Retromarcia sui 40 anni di contributi per la pensione. Sacconi prima ne parla, poi: «è stato un refuso»

ROMA - Sono attesi per oggi i nuovi emendamenti del relatore alla manovra, Antonio Azzollini. Tra i temi sul tavolo: le modifiche alle norme sui magistrati annunciate dal ministro dell'Economia, Giulio Tremonti e la retromarcia sulla cancellazione del requisito dei 40 anni di contributi per andare in pensione.

La notizia era giunta nel pomeriggio di ieri: secondo un emendamento di Azzollini dal 2016 per andare in pensione non sarebbero più bastati 40 anni di contributi. Secondo la proposta per quella data tutti i requisiti di pensionamento, sia anagrafici sia contributivi, dovrebbero essere aggiornati, ogni tre anni, sulla base dell'incremento della speranza di vita calcolata dall'Istat.
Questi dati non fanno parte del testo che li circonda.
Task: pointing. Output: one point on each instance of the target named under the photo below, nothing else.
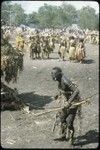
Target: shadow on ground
(91, 136)
(88, 61)
(35, 101)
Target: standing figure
(67, 114)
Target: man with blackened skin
(67, 114)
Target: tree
(5, 12)
(19, 14)
(32, 19)
(88, 18)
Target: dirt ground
(20, 129)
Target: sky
(30, 6)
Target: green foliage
(50, 16)
(88, 18)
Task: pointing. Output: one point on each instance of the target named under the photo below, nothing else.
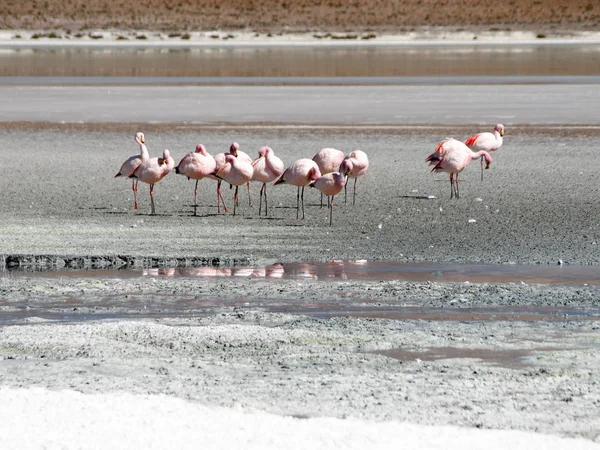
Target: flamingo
(453, 157)
(132, 163)
(236, 172)
(234, 149)
(490, 142)
(358, 164)
(332, 183)
(300, 173)
(153, 170)
(267, 168)
(196, 165)
(329, 160)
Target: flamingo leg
(345, 192)
(220, 198)
(266, 204)
(152, 199)
(298, 203)
(235, 199)
(134, 188)
(481, 160)
(331, 211)
(302, 202)
(195, 197)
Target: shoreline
(218, 38)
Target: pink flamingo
(453, 157)
(489, 142)
(196, 165)
(234, 149)
(236, 172)
(219, 162)
(332, 183)
(132, 163)
(328, 160)
(358, 164)
(267, 168)
(300, 173)
(153, 170)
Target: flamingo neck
(479, 154)
(144, 151)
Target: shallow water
(355, 304)
(418, 60)
(558, 274)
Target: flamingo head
(313, 174)
(345, 167)
(488, 160)
(264, 151)
(165, 158)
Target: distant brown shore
(379, 16)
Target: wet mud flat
(536, 376)
(425, 352)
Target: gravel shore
(222, 342)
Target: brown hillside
(300, 15)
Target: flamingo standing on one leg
(358, 165)
(489, 142)
(267, 168)
(234, 149)
(196, 165)
(300, 173)
(152, 171)
(332, 183)
(329, 160)
(453, 157)
(236, 172)
(132, 163)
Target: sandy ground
(75, 209)
(231, 349)
(93, 350)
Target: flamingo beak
(254, 163)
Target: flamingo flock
(453, 156)
(328, 172)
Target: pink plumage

Sul piede di guerra subito i sindacati che hanno parlato di «pura follia».

Ma il ministro del Welfare, Maurizio Sacconi, prima ha detto «valuteremo» parlando a Sky Tg economia; poco dopo si è presentato in Senato e ha annunciato: «E' stato un refuso: non era intenzione né mia né di Tremonti né di Azzollini. Sarà cancellato. Ne ho parlato con Azzollini e conveniamo che assolutamente è stato per tutti e due, me e Tremonti, un refuso che non corrisponde all'intenzione del governo».
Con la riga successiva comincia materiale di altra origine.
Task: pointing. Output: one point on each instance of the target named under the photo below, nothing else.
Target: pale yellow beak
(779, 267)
Qualcuno dunque deve aver protestato, a parte i sindacati. Comunque l'adeguamento dell'età di uscita dal lavoro alla vita media era prevista già dalla manovra estiva dello scorso anno (decreto 78 del 2009) che la faceva partire dal 2015 e non esplicitava che potesse coinvolgere anche il totale contributivo. In realtà, però, già la cosiddetta 'finestra mobile' prevista nella manovra di quest'anno allontana la pensione per coloro che hanno maturato i 40 anni di contributi.
Le nuove decorrenze per l'uscita dal lavoro si applicano infatti anche a questi lavoratori i quali dovranno attendere 12 mesi (se dipendenti) o 18 mesi (se autonomi) per l'uscita effettiva.